In this landmark anthology, writers from three generations who have often been associated with the Caribbean are brought together for the first time. Contributors include Nobel Laureates Gabriel Garcia Marquez and Derek Walcott, along with Julia Alvarez, Kamau Brathwaite, Senel Paz, Cristina Garcia, Fred D'Aguiar, Wilson Harris, Nilo Cruz, Bob Shacochis, Edwidge Danticat, Madison Smartt Bell, Olive Senior, Rosario Ferre, Port-au-Prince mayor Manno Charlemagne, and many others.

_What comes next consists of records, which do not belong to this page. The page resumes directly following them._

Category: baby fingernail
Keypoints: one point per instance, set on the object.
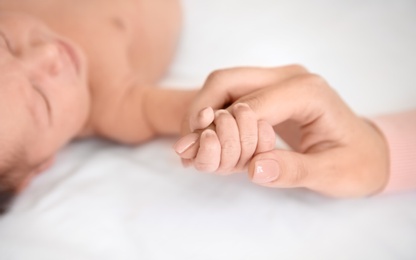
(265, 171)
(185, 142)
(238, 105)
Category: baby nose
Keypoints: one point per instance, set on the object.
(44, 58)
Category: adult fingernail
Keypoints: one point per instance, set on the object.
(265, 171)
(185, 142)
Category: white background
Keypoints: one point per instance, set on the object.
(104, 201)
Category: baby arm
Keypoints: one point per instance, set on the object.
(228, 142)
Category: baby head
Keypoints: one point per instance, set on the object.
(44, 99)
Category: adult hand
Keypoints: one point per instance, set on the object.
(334, 151)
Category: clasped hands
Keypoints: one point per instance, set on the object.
(233, 121)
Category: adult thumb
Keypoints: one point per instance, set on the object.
(281, 169)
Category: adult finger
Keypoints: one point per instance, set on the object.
(229, 137)
(228, 85)
(247, 125)
(283, 169)
(209, 153)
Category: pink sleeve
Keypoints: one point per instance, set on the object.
(400, 133)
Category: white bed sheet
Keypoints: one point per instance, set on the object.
(104, 201)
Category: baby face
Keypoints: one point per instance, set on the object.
(44, 99)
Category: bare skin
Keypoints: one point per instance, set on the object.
(110, 54)
(334, 151)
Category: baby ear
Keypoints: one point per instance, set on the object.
(34, 172)
(43, 166)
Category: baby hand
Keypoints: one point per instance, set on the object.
(229, 140)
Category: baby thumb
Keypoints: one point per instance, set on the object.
(280, 169)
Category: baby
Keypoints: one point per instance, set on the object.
(78, 69)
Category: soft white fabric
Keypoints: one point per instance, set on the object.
(104, 201)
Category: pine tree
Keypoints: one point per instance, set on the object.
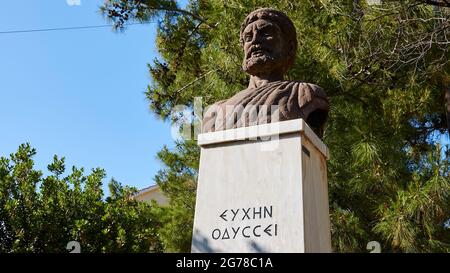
(385, 69)
(43, 214)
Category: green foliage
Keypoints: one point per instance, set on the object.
(42, 214)
(385, 69)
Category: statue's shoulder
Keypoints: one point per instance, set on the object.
(310, 88)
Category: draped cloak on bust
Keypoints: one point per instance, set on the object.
(274, 101)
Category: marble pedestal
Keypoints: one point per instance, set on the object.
(262, 189)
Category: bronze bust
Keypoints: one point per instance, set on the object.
(269, 41)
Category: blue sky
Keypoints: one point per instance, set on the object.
(79, 93)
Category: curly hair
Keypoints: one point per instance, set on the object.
(283, 21)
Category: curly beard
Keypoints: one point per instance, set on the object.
(263, 64)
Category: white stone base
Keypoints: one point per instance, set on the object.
(262, 195)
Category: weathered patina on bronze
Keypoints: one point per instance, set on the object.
(269, 41)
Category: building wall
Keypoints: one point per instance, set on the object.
(153, 194)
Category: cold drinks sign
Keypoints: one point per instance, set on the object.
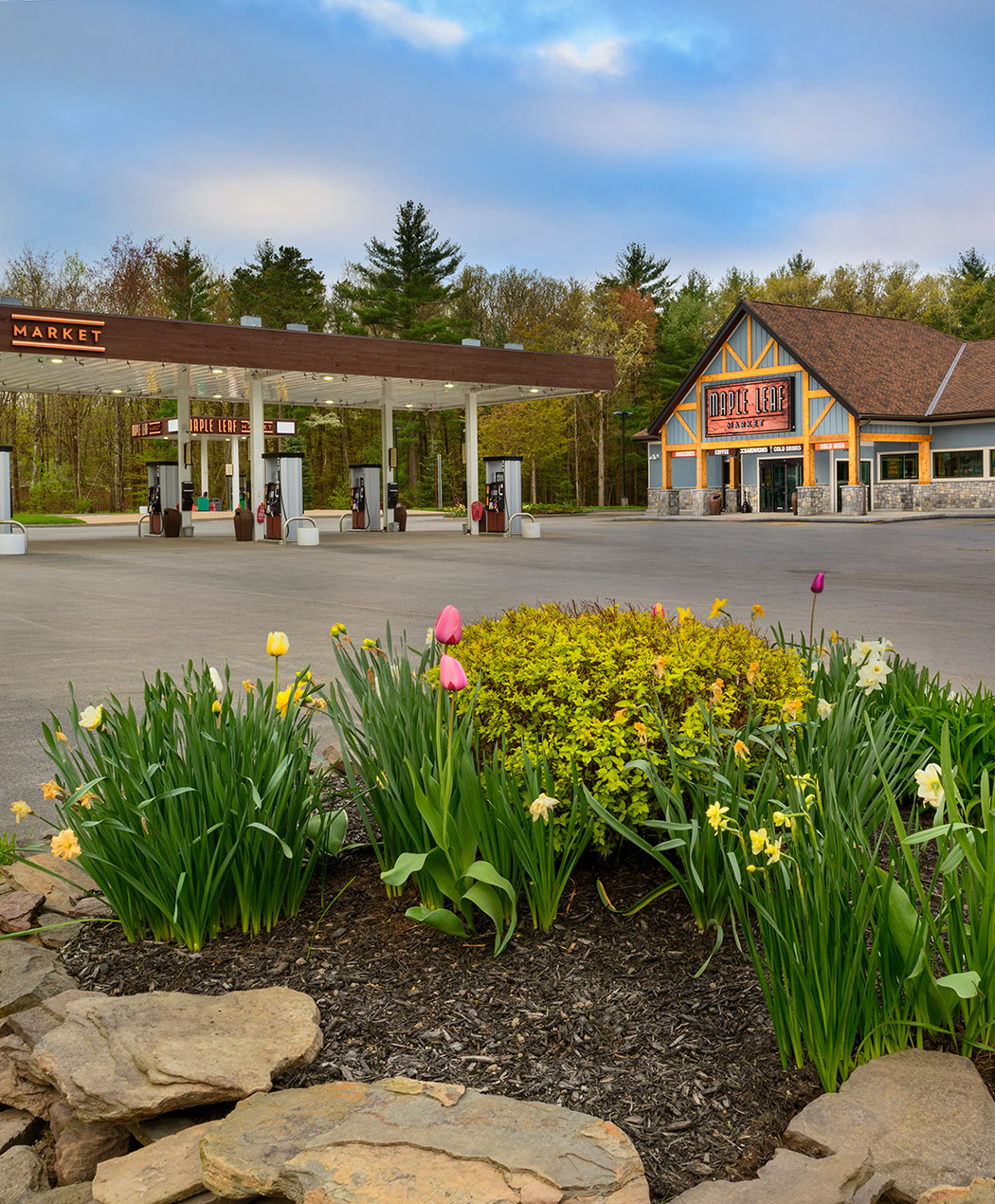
(750, 407)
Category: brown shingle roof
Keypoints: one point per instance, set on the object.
(882, 369)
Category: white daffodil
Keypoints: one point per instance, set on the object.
(931, 786)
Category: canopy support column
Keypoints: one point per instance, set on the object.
(472, 467)
(255, 454)
(387, 443)
(183, 438)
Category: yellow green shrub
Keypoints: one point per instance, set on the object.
(585, 682)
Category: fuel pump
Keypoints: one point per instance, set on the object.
(365, 496)
(283, 496)
(502, 494)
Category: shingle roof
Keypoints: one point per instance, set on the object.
(878, 367)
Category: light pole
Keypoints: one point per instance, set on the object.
(624, 414)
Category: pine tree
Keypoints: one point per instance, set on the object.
(280, 286)
(401, 290)
(637, 268)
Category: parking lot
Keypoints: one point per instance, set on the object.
(99, 608)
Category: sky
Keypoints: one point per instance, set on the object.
(539, 133)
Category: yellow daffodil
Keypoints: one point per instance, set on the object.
(65, 844)
(277, 643)
(540, 807)
(716, 816)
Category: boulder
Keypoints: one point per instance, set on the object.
(29, 976)
(128, 1058)
(163, 1173)
(406, 1141)
(19, 910)
(927, 1119)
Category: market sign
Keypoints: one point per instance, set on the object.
(764, 405)
(45, 335)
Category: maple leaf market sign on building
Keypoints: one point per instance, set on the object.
(750, 406)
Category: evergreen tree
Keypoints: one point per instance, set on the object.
(401, 290)
(637, 268)
(280, 286)
(190, 289)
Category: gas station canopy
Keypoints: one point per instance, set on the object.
(107, 356)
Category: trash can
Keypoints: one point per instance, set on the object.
(172, 520)
(244, 524)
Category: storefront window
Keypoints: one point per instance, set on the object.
(900, 466)
(958, 464)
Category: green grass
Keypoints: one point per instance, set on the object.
(45, 520)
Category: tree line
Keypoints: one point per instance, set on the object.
(77, 454)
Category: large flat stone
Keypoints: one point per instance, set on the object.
(925, 1116)
(29, 976)
(163, 1173)
(416, 1142)
(124, 1060)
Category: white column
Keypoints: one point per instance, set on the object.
(183, 433)
(235, 472)
(387, 442)
(255, 454)
(472, 467)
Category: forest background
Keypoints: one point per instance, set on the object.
(76, 454)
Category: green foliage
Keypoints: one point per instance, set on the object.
(189, 820)
(585, 682)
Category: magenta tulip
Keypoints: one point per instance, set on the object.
(449, 627)
(451, 673)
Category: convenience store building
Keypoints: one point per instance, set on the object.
(848, 411)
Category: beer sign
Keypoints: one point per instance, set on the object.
(750, 407)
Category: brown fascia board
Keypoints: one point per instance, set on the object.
(166, 341)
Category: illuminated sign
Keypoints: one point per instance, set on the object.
(750, 406)
(215, 425)
(79, 335)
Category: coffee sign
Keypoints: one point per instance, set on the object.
(750, 406)
(76, 335)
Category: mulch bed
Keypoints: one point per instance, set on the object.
(602, 1013)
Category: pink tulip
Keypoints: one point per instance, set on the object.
(449, 627)
(451, 673)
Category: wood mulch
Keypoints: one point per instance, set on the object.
(601, 1013)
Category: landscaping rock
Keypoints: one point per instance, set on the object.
(418, 1142)
(19, 910)
(124, 1060)
(59, 896)
(29, 976)
(17, 1127)
(161, 1173)
(21, 1173)
(925, 1116)
(980, 1191)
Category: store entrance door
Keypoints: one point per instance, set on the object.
(779, 481)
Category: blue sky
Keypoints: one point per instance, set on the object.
(538, 133)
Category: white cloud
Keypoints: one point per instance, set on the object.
(420, 29)
(603, 57)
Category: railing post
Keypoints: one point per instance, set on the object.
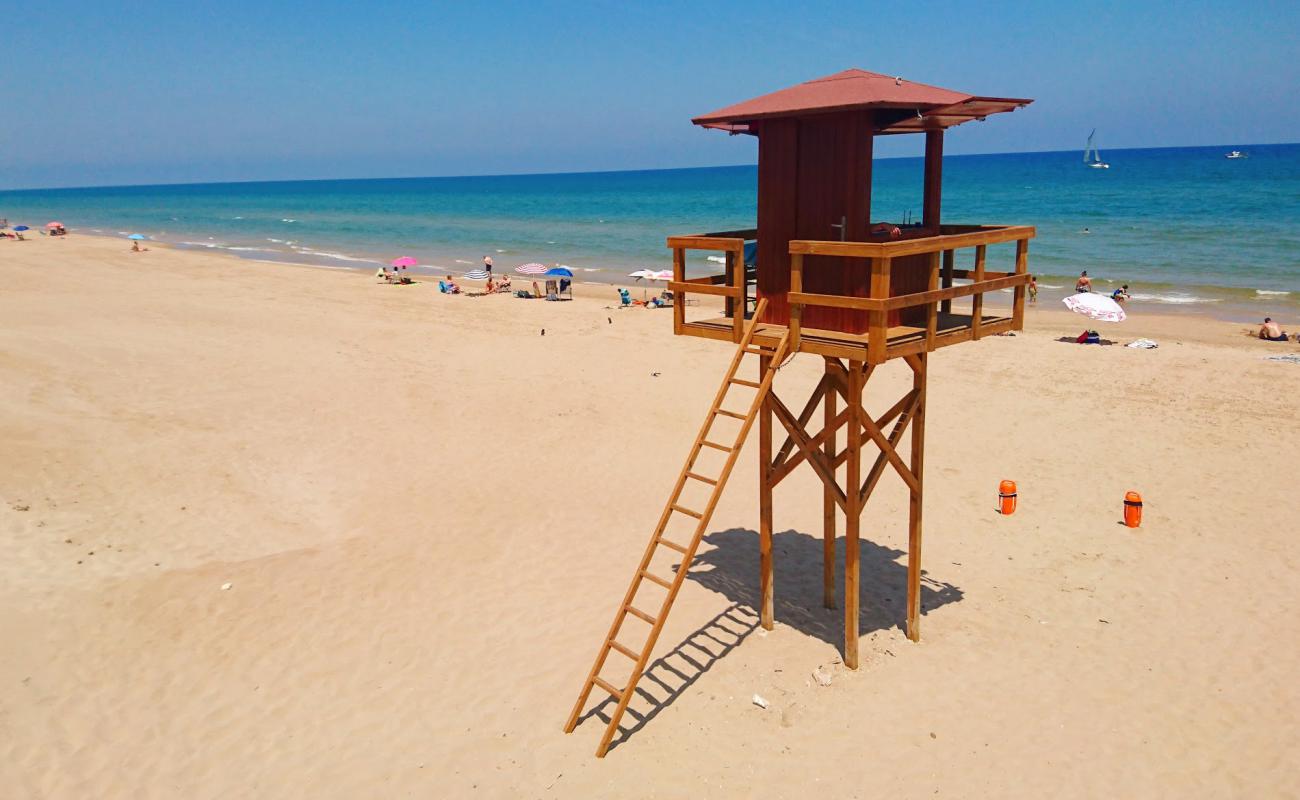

Bradford Morrow has lived for the past thirty years in New York City and rural upstate New York, though he grew up in Colorado and lived and worked in a variety of places in between. While in his mid-teens, he traveled through rural Honduras as a member of the Amigos de las Americas program, serving as a medical volunteer in the summer of 1967. The following year he was awarded an American Field Service scholarship to finish his last year of high school as a foreign exchange student at a Liceo Scientifico in Cuneo, Italy. In 1973, he took time off from studying at the University of Colorado to live in Paris for a year. After doing graduate work on a Danforth Fellowship at Yale University, he moved to Santa Barbara, California, to work as a rare book dealer. In 1981 he relocated to New York City to the literary journal Conjunctions, which he founded with the poet Kenneth Rexroth, and to write novels. He and his two cats divide their time between NYC and upstate New York.
As an introduction to the writing of people from the Islands of the Caribbean, this is a great place to start. Robert Antoni, Julia Alvarez and Gabriel Garcia Marquez are among the original contributors in 1996. My eyes have been opened to a new world of balmy weather, sea breezes, and many varied, fresh views of the world.